Composites and Linear Perspectives. Thoughts on Hito Steyerl – In Free Fall.


Steyerl’s essay in her compendium of writings called The Wretched of the Screen details the apparent downfall of linear perspective in contemporary culture. Steyerl’s debunking of linear perspective looks at the history of its origins in Arabic navigation to Renaissance art. Its prominence in culture though is beginning to crumble according to Steyerl, thanks in part to other viewing methods brought about by an influx of technology. Firstly, Steyerl outlines the issues with linear perspective and its assertion of a ‘true’ perspective, explaining that it represents an idealised and purely theoretical viewpoint. One important observation, as Steyerl references Panofsky here, that this seemingly objective viewpoint is “one-eyed”, ignoring the complications of stereovision’s role on perspective, as well as the subjective interferences of movement or material distortion. It is an abstraction, a theoretical idealistic representation of human sight. It is an important point to question the validity of not only traditional forms of representation like linear perspective, but also to question our own concept of vision. After all, we see a composite image of 2 x 2D representations. What do we truly know about the ‘mechanisms’ which compose our sight? We know much about the mechanisms of the eye. So much so we have created a vast array of media which imitate the eye. We are now at the point where we can not only imitate its functions, but we can improve on them. However, how much do we know about the brains function and mediation in formation of our sight? Can we call what we see truly 3D?
Steyerl mentions the familiarity we have in contemporary culture to alternative perspectives. The growth of aerial views being one of them, with the rise of Google maps, satellite imagery and drone views. Steyerl questions the nature of the viewer in these perspectives, as a theoretical or imaginary floating viewer. In fact, for her it questions the stability of the ground as stable. “Just as linear perspective established an imaginary stable observer and horizon, so does the perspective from above establish an imaginary floating observer and an imaginary stable ground.” This, for me, call into question a greater power of the composite image. A great amount of Google Map/Earth is a composite of a wealth of satellite imagery, taken at different times, of varying quality and often with environmental interferences. These composites are the imaginary stable ground which Steyerl writes about which inherit great power as objective views. I’m sure one-day Google will manage to ‘capture’ the earth in one big screen grab but this alludes to another problem with ‘capture’ I mentioned in Towards a Generative 3D-Error Methodology, that ‘captures’ negate the complexities of ephemera, time and materiality.

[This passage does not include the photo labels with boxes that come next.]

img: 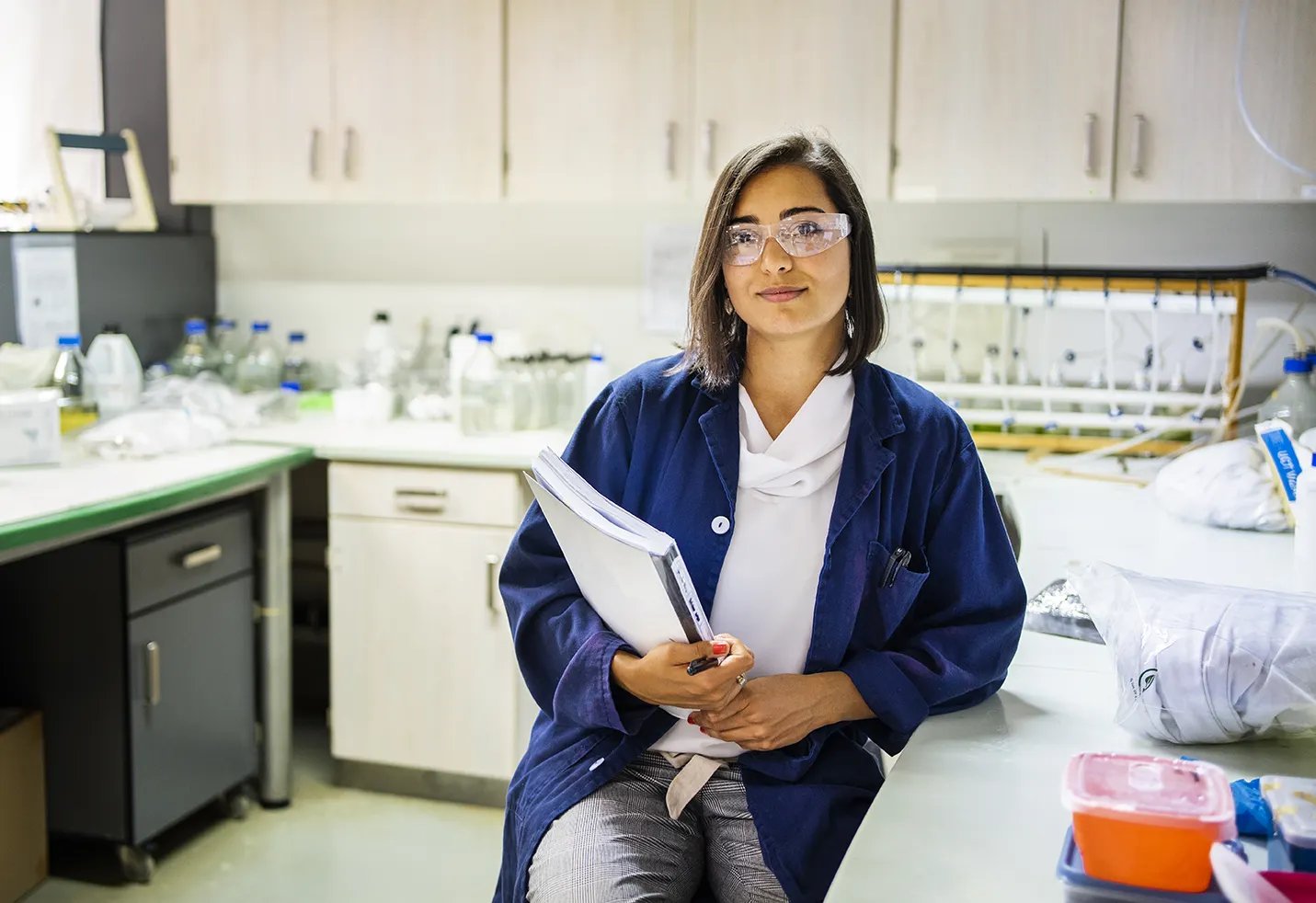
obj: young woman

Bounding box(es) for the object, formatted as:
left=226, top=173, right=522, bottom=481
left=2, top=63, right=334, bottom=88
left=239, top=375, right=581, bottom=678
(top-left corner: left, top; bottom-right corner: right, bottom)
left=496, top=134, right=1024, bottom=903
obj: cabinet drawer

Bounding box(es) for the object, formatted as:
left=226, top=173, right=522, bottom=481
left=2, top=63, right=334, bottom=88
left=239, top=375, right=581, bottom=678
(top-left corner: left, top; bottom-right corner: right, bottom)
left=126, top=509, right=251, bottom=615
left=329, top=463, right=531, bottom=527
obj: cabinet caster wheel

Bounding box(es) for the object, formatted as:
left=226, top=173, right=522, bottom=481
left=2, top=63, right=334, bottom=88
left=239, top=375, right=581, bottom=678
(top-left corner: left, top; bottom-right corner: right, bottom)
left=223, top=790, right=251, bottom=821
left=119, top=845, right=155, bottom=885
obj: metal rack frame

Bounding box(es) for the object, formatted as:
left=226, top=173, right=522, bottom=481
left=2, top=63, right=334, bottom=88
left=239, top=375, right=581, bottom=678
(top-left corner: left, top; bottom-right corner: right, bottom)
left=877, top=265, right=1253, bottom=454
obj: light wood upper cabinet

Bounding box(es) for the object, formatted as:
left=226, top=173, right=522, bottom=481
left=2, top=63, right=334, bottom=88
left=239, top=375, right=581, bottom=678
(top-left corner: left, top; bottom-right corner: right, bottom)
left=690, top=0, right=895, bottom=200
left=1115, top=0, right=1316, bottom=200
left=507, top=0, right=691, bottom=201
left=166, top=0, right=503, bottom=202
left=333, top=0, right=503, bottom=202
left=166, top=0, right=333, bottom=202
left=892, top=0, right=1120, bottom=200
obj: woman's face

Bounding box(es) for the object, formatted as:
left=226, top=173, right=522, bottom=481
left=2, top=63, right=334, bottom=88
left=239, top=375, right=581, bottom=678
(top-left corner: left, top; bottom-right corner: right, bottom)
left=723, top=166, right=850, bottom=338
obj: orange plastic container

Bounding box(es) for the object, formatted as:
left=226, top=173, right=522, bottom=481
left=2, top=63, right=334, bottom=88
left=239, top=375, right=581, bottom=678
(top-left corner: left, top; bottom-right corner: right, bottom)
left=1062, top=753, right=1239, bottom=894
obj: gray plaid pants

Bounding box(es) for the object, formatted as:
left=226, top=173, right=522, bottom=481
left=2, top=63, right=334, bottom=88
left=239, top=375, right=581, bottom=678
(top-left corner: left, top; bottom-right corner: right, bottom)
left=526, top=751, right=787, bottom=903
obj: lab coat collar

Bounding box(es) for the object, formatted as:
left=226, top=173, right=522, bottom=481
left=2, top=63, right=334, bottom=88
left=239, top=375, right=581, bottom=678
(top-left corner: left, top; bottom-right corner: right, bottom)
left=691, top=360, right=904, bottom=516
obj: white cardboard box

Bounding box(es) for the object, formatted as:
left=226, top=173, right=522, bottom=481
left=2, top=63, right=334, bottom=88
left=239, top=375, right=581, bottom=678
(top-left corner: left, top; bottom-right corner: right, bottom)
left=0, top=388, right=59, bottom=467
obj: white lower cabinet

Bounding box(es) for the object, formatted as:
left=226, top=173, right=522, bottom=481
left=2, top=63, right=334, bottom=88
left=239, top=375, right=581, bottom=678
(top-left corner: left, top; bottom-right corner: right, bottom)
left=329, top=463, right=537, bottom=781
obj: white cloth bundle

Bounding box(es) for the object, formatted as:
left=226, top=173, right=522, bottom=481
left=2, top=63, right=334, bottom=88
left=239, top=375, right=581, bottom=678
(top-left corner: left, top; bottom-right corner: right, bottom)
left=1070, top=565, right=1316, bottom=744
left=1155, top=440, right=1288, bottom=532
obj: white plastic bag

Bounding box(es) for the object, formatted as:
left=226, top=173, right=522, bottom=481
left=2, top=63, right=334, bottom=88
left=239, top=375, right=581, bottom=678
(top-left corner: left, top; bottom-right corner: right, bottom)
left=77, top=408, right=229, bottom=460
left=1155, top=440, right=1288, bottom=532
left=1070, top=565, right=1316, bottom=744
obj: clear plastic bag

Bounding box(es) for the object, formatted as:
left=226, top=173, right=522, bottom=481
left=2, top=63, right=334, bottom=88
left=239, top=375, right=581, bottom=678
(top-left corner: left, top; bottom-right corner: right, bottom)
left=1070, top=565, right=1316, bottom=744
left=1155, top=440, right=1288, bottom=533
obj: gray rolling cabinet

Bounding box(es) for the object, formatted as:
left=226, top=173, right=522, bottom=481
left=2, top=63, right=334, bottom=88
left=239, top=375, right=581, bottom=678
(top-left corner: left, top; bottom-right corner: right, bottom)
left=0, top=504, right=257, bottom=882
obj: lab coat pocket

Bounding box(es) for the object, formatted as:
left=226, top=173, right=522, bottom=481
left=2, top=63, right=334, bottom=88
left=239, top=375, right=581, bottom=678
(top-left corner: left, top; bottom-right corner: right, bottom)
left=857, top=541, right=928, bottom=649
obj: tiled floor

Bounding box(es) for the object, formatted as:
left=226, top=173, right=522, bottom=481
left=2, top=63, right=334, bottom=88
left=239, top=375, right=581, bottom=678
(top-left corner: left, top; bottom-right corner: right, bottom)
left=24, top=729, right=503, bottom=903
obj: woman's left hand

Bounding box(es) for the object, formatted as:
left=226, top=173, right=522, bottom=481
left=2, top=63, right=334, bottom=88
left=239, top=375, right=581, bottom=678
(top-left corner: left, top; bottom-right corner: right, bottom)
left=690, top=674, right=828, bottom=750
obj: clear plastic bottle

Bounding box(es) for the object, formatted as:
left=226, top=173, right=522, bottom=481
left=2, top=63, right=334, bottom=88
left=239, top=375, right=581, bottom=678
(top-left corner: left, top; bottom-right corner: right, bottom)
left=580, top=345, right=611, bottom=413
left=50, top=336, right=96, bottom=433
left=281, top=332, right=315, bottom=393
left=1257, top=354, right=1316, bottom=439
left=168, top=317, right=220, bottom=376
left=237, top=320, right=283, bottom=393
left=214, top=317, right=244, bottom=385
left=459, top=333, right=513, bottom=436
left=86, top=323, right=143, bottom=420
left=360, top=311, right=395, bottom=388
left=975, top=344, right=1001, bottom=411
left=553, top=354, right=589, bottom=432
left=946, top=341, right=965, bottom=408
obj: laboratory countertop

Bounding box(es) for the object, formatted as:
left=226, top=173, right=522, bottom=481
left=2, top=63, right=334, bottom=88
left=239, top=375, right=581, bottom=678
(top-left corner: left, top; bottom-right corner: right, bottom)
left=233, top=415, right=568, bottom=470
left=827, top=632, right=1316, bottom=903
left=235, top=415, right=1292, bottom=594
left=0, top=443, right=311, bottom=552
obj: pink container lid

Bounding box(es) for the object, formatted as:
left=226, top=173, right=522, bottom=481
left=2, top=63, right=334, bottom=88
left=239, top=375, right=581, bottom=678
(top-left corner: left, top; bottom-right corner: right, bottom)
left=1060, top=753, right=1239, bottom=840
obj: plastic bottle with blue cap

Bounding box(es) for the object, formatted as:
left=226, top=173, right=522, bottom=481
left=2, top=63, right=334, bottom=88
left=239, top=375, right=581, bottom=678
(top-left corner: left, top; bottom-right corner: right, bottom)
left=1257, top=349, right=1316, bottom=439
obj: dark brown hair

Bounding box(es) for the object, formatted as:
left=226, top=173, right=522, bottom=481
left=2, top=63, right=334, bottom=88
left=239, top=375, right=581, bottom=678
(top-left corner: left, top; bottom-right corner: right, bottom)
left=681, top=131, right=887, bottom=390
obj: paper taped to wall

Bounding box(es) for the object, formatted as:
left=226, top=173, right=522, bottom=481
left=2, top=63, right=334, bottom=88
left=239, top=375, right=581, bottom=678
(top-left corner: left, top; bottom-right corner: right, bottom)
left=642, top=225, right=699, bottom=336
left=10, top=235, right=79, bottom=348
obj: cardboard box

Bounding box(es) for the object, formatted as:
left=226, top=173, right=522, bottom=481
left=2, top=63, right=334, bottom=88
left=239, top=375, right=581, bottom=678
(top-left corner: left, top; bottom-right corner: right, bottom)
left=0, top=708, right=49, bottom=903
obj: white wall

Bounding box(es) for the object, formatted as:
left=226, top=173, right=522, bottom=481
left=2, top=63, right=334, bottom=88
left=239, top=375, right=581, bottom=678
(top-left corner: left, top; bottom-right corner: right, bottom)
left=214, top=202, right=1316, bottom=382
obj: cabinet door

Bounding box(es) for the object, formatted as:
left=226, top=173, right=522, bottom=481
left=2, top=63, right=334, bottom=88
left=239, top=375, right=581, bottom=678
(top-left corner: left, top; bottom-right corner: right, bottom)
left=507, top=0, right=691, bottom=201
left=128, top=577, right=257, bottom=842
left=892, top=0, right=1120, bottom=200
left=166, top=0, right=333, bottom=202
left=329, top=518, right=520, bottom=781
left=1115, top=0, right=1316, bottom=200
left=691, top=0, right=895, bottom=199
left=329, top=0, right=503, bottom=202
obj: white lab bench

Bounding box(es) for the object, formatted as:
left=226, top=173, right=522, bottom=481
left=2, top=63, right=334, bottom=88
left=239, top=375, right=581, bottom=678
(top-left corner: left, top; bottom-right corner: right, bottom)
left=0, top=442, right=311, bottom=806
left=43, top=416, right=1295, bottom=902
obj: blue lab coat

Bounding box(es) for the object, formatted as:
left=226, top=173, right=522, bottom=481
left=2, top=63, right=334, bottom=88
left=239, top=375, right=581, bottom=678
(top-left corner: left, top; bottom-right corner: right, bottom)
left=495, top=358, right=1025, bottom=903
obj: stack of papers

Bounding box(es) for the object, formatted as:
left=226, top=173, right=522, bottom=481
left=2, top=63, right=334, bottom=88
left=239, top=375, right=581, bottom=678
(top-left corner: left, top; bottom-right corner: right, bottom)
left=526, top=449, right=714, bottom=656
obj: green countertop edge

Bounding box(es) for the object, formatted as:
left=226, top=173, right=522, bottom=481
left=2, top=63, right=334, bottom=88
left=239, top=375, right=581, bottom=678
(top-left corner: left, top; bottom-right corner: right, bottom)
left=0, top=449, right=315, bottom=552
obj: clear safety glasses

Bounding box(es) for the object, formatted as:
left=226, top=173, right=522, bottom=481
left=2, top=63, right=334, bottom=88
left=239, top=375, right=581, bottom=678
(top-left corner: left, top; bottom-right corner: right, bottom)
left=723, top=213, right=850, bottom=266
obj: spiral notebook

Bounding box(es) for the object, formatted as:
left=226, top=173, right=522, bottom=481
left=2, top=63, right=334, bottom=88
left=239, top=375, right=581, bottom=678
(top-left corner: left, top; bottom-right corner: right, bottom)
left=525, top=449, right=714, bottom=654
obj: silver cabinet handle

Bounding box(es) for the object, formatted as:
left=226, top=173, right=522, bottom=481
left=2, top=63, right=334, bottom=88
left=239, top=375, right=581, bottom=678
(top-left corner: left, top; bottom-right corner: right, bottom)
left=704, top=120, right=717, bottom=179
left=485, top=555, right=498, bottom=615
left=311, top=129, right=320, bottom=179
left=394, top=488, right=448, bottom=515
left=1083, top=113, right=1096, bottom=175
left=342, top=125, right=357, bottom=179
left=663, top=121, right=677, bottom=179
left=177, top=543, right=223, bottom=571
left=146, top=640, right=161, bottom=708
left=1129, top=113, right=1148, bottom=179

Again, there is a link to Baudrillard’s hyperreality in simulation and simulacra with these composites becoming more powerful and real than ‘reality’. One mechanical reproduction of our own sight, photography suffers from this allure towards the objectivity of linear perspective. A medium which is so powerful it also has a crucial role in the formulation of ‘composite images’ such as photogrammetry and satellite maps. Steyerl says of photography’s relation to space “The tyranny of the photographic lens, cursed by the promise of its indexical relation to reality, has given way to hyperreal representations – not of space as it is, but of space as we can make it – for better of worse.”